We do not know that the independence of APRA has been compromised.  However, it is important for the integrity of the system and its effective regulation that there be no perception of collaboration between the regulator and executive government in relation to measures that have not been tested by Parliament and which are not yet law. Similarly, it shouldn’t look like the government is expecting too much of the regulator at an inappropriate time in the legislative process.

In this case, APRA should explain its reasoning behind the early release of its governance proposals and clearly articulate why these do not compromise its independence.

Operational independence

One of the key elements of the successful and effective system of financial regulation in Australia is operational independence from the regulators in relation to executive government, and adherence to their own sound governance framework.

The widespread support for APRA as a standalone regulator was reflected in the final report of the Financial System Inquiry.

In APRA’s own submission to the FSI, it confirmed its substantial independence from government but noted that over time, this has been eroded by constraints on its prudential, operational and financial flexibility.
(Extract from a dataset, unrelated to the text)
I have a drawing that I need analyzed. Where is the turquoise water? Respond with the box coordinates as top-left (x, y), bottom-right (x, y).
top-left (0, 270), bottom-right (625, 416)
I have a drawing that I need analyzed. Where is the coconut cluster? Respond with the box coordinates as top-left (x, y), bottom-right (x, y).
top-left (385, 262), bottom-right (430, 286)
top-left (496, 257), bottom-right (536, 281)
AIST strongly agrees with the conclusion reached by both APRA and the FSI that independence of financial regulators should be maximised to the greatest extent possible, with appropriate accountability mechanisms to provide the necessary checks and balances.

The issue of APRA’s independence is also of relevance to the recent debate about the possible extension of the regulator’s powers in relation to the authorisation of MySuper products, such that it could effectively replace the Fair Work Commission’s role in the selection of default superannuation powers. While this is conjecture at this point, there is a real risk that a perception of APRA’s non-independence could arise if it were to release proposals about such moves while another legislative structure for the selection of default funds is still in place.

It is vital that the regulatory structure ensures APRA does not exercise powers that go beyond those contemplated and granted by Parliament. Furthermore, APRA must be protected from ministers (of all political persuasions) who might want to exert pressure on an independent regulator to conform to measures that are not yet law.